International Pricing Notes
QuickBooks pricing and available features vary by country, with QuickBooks Online offered in localized versions (QuickBooks UK, QuickBooks Canada, etc.) that account for local tax rules — international users should select their country-specific QuickBooks product rather than the US version.
Frequently Asked Questions
Common questions about QuickBooks, answered by our editorial team.
- Is QuickBooks good for very small businesses or solopreneurs?

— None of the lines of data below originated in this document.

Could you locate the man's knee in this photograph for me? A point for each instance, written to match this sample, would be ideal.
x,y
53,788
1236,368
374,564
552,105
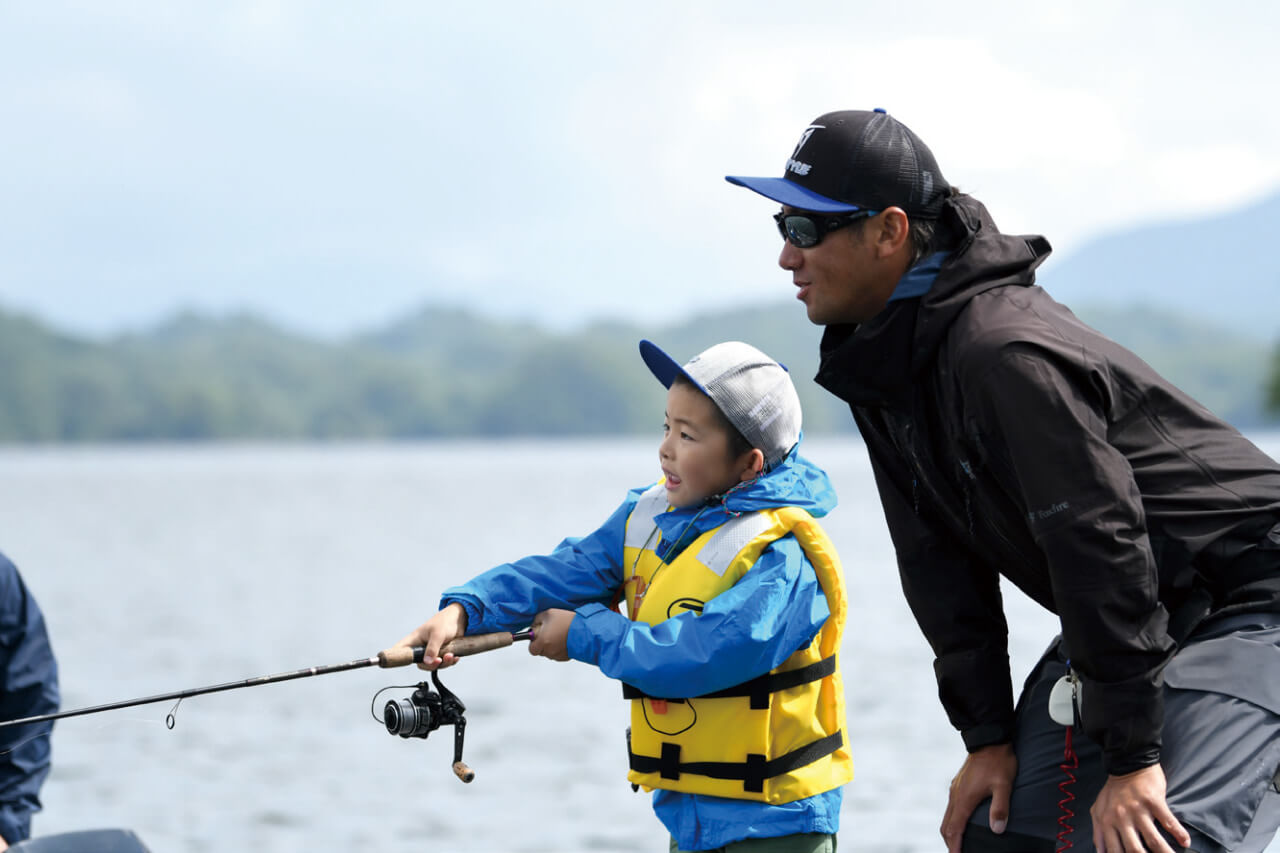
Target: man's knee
x,y
981,839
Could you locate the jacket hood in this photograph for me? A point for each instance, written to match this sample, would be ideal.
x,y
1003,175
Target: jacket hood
x,y
873,361
792,482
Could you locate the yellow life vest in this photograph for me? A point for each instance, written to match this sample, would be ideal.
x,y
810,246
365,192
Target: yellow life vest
x,y
776,738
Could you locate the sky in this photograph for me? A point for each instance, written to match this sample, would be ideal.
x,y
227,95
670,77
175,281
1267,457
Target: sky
x,y
332,167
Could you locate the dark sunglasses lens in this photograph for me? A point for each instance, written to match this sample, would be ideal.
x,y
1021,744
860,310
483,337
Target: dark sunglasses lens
x,y
801,231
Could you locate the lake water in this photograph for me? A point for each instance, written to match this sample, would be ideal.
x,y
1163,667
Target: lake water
x,y
163,569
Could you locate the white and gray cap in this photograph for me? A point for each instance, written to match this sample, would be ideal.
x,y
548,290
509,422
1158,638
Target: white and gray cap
x,y
753,391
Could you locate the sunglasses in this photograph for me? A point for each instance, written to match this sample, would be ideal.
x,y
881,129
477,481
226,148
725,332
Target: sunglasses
x,y
805,231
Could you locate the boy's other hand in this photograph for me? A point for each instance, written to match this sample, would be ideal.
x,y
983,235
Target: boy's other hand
x,y
551,634
434,633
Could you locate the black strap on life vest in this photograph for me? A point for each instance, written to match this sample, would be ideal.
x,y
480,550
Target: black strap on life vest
x,y
758,688
752,772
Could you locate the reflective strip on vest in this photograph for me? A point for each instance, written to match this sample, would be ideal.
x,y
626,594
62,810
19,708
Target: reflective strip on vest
x,y
730,539
650,505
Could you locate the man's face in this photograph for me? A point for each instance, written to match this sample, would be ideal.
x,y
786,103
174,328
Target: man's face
x,y
844,278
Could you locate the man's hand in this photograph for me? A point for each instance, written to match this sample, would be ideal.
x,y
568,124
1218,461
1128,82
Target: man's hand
x,y
1128,811
986,772
434,633
551,634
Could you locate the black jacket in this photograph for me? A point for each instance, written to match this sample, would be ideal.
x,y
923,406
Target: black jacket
x,y
1009,438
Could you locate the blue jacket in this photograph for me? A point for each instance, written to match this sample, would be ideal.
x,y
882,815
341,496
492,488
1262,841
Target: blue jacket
x,y
28,687
775,610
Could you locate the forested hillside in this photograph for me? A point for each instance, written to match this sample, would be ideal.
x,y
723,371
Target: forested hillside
x,y
448,373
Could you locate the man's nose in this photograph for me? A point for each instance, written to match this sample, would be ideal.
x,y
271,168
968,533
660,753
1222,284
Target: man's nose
x,y
790,258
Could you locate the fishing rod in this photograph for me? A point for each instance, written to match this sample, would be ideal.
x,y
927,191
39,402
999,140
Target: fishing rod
x,y
423,712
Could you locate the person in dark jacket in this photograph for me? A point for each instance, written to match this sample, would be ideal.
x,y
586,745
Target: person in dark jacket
x,y
28,688
1011,441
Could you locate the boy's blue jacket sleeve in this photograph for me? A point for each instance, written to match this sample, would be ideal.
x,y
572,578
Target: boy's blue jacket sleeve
x,y
745,632
773,610
28,688
579,571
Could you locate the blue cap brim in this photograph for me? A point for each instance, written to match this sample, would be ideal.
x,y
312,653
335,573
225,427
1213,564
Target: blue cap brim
x,y
663,366
792,195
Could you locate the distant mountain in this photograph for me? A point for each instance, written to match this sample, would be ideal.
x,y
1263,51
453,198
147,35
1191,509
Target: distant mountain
x,y
1200,301
1219,269
444,372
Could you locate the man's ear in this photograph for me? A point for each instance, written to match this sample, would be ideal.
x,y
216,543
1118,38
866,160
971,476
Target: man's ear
x,y
892,231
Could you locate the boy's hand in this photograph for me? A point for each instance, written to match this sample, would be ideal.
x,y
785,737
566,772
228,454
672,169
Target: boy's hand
x,y
551,634
434,633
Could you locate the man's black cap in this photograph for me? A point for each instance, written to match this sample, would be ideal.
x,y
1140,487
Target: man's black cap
x,y
856,160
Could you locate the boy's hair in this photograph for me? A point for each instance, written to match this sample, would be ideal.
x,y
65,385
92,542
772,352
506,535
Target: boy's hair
x,y
737,443
753,392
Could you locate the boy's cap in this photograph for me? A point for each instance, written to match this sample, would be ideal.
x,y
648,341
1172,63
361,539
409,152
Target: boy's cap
x,y
856,160
753,391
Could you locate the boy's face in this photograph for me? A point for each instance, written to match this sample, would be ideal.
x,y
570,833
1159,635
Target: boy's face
x,y
694,452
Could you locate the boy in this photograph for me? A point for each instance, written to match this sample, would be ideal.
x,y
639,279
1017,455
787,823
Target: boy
x,y
737,719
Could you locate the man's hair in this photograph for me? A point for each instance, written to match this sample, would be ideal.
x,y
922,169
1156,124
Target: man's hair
x,y
924,233
737,443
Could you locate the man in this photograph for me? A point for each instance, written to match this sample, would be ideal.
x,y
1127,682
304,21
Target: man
x,y
1009,439
28,688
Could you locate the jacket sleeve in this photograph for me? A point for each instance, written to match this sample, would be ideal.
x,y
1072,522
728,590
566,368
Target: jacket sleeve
x,y
580,570
749,629
958,606
1046,416
28,687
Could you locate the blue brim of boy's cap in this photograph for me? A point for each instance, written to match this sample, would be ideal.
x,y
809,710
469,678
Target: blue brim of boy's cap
x,y
663,366
791,194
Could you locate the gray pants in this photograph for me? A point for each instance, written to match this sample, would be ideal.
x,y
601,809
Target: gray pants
x,y
1220,756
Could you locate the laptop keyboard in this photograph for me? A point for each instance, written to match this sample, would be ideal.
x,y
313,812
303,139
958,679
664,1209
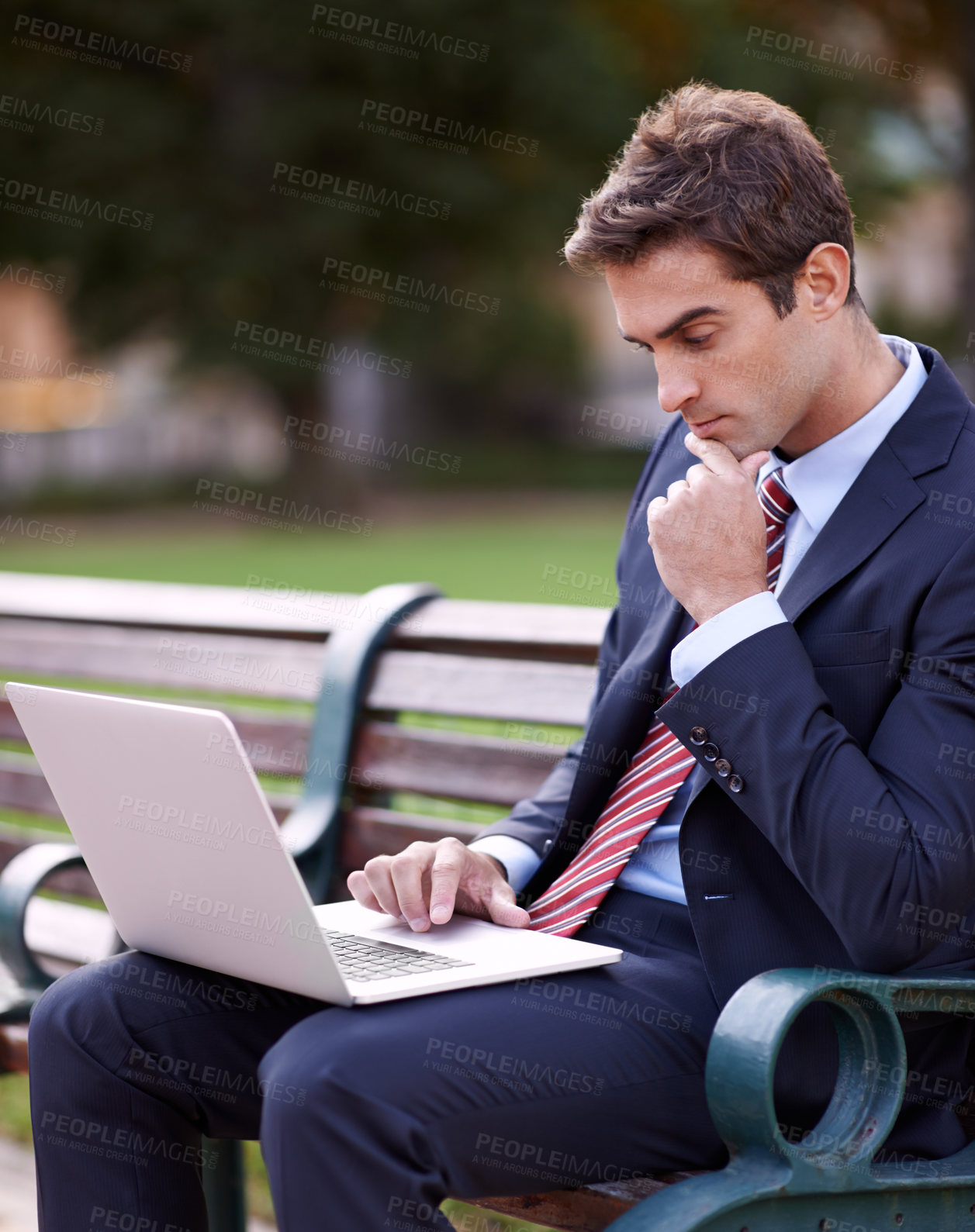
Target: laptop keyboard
x,y
361,959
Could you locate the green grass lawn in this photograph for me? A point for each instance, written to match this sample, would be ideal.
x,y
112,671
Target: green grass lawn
x,y
502,556
506,554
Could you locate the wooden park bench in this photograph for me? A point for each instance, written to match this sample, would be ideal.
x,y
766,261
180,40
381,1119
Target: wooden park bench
x,y
379,683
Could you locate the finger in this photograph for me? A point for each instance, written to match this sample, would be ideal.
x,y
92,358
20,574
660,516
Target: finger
x,y
407,870
445,878
715,455
697,473
652,508
361,893
503,909
381,884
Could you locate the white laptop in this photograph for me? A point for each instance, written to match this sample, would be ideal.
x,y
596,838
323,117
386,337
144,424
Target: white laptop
x,y
186,853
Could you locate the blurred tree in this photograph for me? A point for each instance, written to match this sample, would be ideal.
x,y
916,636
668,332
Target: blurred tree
x,y
268,87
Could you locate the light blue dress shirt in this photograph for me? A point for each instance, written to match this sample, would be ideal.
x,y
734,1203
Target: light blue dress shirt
x,y
818,481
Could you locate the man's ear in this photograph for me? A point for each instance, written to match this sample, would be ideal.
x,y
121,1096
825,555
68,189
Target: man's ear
x,y
824,280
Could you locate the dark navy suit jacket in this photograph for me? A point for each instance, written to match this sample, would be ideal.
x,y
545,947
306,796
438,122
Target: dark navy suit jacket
x,y
851,843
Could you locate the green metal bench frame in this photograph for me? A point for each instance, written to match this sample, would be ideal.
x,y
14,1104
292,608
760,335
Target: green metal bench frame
x,y
830,1181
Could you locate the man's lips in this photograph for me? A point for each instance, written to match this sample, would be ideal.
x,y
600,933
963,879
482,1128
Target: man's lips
x,y
704,426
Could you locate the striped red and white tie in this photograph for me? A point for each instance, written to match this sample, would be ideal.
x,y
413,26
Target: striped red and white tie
x,y
659,768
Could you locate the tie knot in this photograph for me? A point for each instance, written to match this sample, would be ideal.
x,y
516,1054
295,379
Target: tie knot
x,y
776,500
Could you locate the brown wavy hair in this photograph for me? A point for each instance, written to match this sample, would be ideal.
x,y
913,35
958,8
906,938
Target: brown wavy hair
x,y
728,169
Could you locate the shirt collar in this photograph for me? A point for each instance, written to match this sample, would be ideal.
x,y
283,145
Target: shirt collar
x,y
821,478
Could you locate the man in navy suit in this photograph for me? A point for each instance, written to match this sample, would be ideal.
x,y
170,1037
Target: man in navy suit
x,y
824,820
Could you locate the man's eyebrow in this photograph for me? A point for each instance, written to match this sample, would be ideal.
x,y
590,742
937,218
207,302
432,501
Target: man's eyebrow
x,y
686,318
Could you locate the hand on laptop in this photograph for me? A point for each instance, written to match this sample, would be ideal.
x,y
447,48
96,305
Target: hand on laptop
x,y
427,882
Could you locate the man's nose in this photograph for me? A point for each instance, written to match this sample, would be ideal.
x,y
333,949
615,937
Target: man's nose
x,y
676,387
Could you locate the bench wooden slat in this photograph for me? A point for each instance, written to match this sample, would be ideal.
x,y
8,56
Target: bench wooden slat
x,y
465,767
370,832
507,689
199,662
443,684
296,614
14,1049
479,768
588,1209
68,932
22,786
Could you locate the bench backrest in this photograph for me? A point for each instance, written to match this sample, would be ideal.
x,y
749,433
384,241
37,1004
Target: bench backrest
x,y
471,704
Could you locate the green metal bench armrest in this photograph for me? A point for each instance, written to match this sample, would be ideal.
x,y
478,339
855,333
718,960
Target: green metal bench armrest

- QuickBooks works for very small businesses, but Simple Start at $35/month may be more accounting software than a true solopreneur with minimal transactions needs. Some very small businesses find lighter-weight, lower-cost tools sufficient until transaction volume and complexity justify QuickBooks' fuller feature set.
- Does QuickBooks include payroll?
- Payroll is available as an add-on to QuickBooks Online plans at additional cost, handling pay runs, tax withholding, and filing for employees and contractors. It is not included free within the base accounting subscription tiers.
- How hard is it to switch away from QuickBooks?
- Switching away from QuickBooks after years of use can be genuinely difficult, since historical transaction data, chart of accounts structure, and integrations are often deeply tied to the platform. Businesses considering a switch should budget real time for data migration and verification, and many choose to stay specifically to avoid this friction even when frustrated with pricing.
- Why do most accountants recommend QuickBooks?
- QuickBooks' decades-long market dominance means most accountants and bookkeepers are already trained on it, have established workflows around it, and can support clients on it more efficiently than on a less common platform — a network effect that reinforces QuickBooks' position regardless of feature comparisons with newer competitors.